Writing on the wall
Feb 27, 2009 Social networking
From the Inside Facebook blog:
“People who are members of online social networks are not so much ‘networking’ as they are ‘broadcasting their lives to an outer tier of acquaintances who aren’t necessarily inside the Dunbar circle,’” Lee Rainie, the director of the Pew Internet & American Life Project, says.
This sounds like an oversimplification to me. There are more than one level of interaction available to dynamic users of social networking. Indeed there are many different kinds of social networkers. The vast majority are relatively passive, as described in the article linked to at the blog, and while they may like to have big networks they mostly hang out with their circle of friends. But the results of the data discussed in the article are at least presented somewhat misleadingly, it seems:
[I]n a recent interview with The Economist, Cameron Marlow, a research scientist at Facebook, shared some interesting stats on Facebook users’ social behavior patterns.
His findings: while many people have hundreds friends on Facebook, they still only communicate with a small few. Or to quote the author of the article, “Humans may be advertising themselves more efficiently. But they still have the same small circles of intimacy as ever.”

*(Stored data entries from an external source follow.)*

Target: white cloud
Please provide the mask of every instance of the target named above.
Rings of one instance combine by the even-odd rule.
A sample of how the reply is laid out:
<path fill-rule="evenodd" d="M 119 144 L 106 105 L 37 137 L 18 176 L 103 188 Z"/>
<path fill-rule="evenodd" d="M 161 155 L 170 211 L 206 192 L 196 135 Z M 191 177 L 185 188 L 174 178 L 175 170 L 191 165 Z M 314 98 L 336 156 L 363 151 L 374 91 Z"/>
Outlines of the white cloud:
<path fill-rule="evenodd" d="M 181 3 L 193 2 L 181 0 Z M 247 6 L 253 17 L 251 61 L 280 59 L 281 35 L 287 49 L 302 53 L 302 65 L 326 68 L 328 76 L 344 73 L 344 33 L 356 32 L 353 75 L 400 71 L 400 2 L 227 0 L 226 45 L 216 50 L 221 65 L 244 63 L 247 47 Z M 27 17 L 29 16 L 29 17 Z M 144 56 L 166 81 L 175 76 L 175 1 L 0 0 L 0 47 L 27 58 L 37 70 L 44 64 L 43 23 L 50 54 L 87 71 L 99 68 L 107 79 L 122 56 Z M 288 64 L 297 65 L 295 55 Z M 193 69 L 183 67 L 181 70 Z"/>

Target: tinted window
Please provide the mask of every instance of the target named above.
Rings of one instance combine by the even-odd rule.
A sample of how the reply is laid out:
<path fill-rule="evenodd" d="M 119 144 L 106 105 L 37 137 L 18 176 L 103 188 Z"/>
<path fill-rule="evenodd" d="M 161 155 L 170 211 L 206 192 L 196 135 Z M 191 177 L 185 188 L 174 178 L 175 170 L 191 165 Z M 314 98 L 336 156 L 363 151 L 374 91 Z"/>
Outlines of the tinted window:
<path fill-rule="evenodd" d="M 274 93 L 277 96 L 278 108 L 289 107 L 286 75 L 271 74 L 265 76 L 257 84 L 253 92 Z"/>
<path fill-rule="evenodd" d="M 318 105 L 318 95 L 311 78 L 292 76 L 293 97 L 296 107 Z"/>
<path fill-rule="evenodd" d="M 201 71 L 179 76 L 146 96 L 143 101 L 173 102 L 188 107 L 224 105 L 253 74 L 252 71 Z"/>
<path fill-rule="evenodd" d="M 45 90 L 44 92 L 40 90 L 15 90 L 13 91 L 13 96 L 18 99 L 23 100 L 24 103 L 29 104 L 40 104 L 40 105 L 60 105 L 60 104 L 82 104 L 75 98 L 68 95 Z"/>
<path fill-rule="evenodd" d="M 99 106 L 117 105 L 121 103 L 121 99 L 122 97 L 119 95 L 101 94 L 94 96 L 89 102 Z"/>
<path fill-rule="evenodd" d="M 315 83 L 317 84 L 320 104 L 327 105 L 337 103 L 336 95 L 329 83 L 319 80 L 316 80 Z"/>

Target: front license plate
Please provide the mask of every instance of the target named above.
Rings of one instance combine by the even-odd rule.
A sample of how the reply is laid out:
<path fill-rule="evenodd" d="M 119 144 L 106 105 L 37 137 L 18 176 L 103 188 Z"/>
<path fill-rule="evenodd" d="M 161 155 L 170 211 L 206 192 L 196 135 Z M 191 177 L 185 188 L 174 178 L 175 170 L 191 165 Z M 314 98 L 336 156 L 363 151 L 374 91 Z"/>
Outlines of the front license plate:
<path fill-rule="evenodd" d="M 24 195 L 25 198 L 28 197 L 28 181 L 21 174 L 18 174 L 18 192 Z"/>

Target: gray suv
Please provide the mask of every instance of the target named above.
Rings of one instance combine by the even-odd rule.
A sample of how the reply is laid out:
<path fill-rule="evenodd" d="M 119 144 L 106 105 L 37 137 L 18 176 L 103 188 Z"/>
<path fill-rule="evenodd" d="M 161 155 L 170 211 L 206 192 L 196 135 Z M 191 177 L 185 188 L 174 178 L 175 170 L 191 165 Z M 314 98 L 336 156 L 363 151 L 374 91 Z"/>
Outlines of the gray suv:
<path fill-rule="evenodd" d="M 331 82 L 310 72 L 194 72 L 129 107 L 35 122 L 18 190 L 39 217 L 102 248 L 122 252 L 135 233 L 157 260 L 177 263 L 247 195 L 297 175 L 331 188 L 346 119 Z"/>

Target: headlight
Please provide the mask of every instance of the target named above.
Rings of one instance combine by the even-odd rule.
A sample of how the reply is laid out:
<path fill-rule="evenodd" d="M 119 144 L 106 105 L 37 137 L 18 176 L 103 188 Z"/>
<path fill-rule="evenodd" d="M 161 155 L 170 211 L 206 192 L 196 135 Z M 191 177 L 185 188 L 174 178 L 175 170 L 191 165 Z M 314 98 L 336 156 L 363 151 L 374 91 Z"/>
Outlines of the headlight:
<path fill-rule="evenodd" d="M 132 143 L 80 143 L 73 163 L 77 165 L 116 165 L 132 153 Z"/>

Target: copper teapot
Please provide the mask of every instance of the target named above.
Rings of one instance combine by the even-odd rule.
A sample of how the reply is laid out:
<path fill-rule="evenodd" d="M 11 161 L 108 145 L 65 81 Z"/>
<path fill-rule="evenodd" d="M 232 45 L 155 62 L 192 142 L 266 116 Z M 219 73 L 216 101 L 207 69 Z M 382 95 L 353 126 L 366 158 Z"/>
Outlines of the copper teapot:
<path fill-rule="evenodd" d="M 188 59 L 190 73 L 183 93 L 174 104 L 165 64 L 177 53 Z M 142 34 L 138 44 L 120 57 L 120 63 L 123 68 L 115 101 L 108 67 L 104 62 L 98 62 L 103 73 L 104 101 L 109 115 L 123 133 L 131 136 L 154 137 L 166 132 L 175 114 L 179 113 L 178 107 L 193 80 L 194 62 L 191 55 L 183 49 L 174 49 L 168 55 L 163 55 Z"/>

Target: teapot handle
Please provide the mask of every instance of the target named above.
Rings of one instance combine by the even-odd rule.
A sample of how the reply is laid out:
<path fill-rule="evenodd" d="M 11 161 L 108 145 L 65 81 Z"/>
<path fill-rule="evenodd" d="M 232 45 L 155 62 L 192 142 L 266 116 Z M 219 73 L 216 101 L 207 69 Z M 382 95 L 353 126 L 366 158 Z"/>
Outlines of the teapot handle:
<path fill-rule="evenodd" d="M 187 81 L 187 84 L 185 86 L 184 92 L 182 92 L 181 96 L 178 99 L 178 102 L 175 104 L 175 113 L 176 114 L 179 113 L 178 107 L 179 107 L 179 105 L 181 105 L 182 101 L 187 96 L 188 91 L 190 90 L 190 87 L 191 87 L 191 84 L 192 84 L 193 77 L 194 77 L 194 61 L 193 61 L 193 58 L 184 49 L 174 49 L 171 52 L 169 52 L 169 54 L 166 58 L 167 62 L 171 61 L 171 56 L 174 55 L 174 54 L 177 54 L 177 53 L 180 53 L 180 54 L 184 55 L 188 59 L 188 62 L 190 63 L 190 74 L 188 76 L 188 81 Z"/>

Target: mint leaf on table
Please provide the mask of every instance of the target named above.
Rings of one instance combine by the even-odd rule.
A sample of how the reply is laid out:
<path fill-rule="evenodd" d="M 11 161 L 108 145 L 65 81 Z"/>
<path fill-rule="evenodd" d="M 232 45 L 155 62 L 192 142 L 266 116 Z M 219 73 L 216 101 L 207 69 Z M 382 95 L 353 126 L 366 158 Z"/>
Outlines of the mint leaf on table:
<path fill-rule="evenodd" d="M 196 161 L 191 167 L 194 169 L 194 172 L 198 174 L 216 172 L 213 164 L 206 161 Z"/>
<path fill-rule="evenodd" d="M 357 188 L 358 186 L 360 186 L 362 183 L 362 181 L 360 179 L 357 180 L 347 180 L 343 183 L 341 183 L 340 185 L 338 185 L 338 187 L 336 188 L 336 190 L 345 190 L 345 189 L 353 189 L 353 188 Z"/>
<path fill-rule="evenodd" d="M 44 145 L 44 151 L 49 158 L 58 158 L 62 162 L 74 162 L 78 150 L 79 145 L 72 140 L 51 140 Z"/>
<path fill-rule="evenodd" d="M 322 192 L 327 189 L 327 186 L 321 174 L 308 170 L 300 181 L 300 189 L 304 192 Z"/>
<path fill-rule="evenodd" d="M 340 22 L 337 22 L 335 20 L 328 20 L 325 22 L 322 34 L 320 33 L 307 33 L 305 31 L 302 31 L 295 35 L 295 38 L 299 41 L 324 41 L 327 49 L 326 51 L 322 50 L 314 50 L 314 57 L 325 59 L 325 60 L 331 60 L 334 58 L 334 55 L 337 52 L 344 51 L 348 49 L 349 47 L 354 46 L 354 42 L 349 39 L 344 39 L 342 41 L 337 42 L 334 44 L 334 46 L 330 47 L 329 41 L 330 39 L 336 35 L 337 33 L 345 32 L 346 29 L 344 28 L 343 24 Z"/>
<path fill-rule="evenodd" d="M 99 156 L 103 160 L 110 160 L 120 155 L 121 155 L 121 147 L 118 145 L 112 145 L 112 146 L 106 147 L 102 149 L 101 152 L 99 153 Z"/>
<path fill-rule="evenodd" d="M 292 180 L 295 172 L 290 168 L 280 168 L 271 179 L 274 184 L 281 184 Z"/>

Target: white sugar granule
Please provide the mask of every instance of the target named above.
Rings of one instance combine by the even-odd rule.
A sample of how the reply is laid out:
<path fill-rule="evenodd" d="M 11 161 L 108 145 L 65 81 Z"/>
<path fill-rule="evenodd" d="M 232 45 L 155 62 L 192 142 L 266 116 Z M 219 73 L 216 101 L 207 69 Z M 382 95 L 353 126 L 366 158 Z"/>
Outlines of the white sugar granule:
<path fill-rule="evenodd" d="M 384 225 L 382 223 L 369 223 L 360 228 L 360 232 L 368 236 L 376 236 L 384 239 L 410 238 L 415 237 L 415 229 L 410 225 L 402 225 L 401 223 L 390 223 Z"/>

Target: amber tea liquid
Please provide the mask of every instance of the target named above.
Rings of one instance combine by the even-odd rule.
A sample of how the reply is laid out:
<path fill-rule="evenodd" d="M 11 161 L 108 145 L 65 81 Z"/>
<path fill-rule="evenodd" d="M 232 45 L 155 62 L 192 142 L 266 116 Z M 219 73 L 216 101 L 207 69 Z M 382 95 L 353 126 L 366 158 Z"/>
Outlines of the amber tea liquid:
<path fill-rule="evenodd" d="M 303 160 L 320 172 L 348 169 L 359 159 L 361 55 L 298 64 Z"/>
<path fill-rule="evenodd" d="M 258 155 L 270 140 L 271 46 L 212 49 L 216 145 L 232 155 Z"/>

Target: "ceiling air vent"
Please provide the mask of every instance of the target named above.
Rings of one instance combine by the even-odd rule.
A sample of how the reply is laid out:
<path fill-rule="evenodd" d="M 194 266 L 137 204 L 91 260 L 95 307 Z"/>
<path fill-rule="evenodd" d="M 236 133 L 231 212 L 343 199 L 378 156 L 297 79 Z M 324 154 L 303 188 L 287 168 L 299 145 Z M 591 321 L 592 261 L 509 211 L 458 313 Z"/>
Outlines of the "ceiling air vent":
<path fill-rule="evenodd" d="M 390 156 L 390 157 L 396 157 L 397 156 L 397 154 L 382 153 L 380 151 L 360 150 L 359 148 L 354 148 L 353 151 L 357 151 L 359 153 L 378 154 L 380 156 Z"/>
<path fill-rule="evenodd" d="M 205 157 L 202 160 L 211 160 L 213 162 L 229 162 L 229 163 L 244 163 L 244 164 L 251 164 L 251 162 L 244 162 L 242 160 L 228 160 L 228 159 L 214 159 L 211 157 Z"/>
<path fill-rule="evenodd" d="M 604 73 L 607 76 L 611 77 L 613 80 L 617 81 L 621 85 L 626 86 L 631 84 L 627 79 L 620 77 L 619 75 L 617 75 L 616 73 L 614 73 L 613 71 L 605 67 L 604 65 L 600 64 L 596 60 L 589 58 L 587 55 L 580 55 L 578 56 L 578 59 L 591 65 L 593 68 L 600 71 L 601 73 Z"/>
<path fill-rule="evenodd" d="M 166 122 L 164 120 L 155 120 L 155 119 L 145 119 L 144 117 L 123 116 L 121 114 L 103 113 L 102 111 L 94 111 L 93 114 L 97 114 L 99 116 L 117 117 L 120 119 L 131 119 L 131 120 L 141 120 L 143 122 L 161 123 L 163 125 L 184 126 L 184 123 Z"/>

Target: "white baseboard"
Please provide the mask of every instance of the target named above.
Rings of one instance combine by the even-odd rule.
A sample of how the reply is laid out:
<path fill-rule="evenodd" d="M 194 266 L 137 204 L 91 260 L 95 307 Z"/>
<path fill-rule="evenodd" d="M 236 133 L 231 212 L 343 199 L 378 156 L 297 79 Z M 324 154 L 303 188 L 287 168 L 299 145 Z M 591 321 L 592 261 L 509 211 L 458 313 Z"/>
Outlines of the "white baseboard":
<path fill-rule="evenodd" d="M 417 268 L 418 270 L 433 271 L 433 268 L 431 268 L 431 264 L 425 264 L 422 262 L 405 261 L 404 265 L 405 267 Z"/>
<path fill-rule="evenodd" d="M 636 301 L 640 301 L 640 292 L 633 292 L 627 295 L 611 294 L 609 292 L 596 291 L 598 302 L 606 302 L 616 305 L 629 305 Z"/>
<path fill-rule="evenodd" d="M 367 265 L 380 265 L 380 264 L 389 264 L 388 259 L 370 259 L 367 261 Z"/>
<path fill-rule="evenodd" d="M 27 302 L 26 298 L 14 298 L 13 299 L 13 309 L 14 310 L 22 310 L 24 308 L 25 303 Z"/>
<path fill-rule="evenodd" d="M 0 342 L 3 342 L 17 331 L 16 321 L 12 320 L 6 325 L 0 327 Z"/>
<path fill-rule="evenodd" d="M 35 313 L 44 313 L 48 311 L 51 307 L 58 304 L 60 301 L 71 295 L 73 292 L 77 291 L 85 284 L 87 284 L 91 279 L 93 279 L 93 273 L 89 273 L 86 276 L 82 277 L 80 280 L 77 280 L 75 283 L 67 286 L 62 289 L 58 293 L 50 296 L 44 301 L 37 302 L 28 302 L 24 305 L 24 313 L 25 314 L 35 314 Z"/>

This may in fact be true, but I would certainly want to know the distribution of that trend across users. I would expect the data to be heavily skewed by the vast number of young to very young people who use Facebook as a toy or a game, which is fine, but which indeed is not at all about networking.
That is not, however, what is getting people interested in Facebook today. Grownup people, that is. Are they missing something, because Marlow’s data is an accurate reflection across the board? Or are we missing something because Marlow’s only giving us a peek of the whole story? On the other hand, if it’s the latter, what would be his — Facebook’s — motivation for doing so?









February 27th, 2009 at 12:48 pm
Ron, as always, your analysis is dead on. I’m going to introduce you to my good friend, Matthew Fraser, author of “Throwing Sheep In The Boardroom” (a relevant and well researched book on social networking. You are both keenly aware of the broader applications and implications of social networking in the Web 2.0 environment.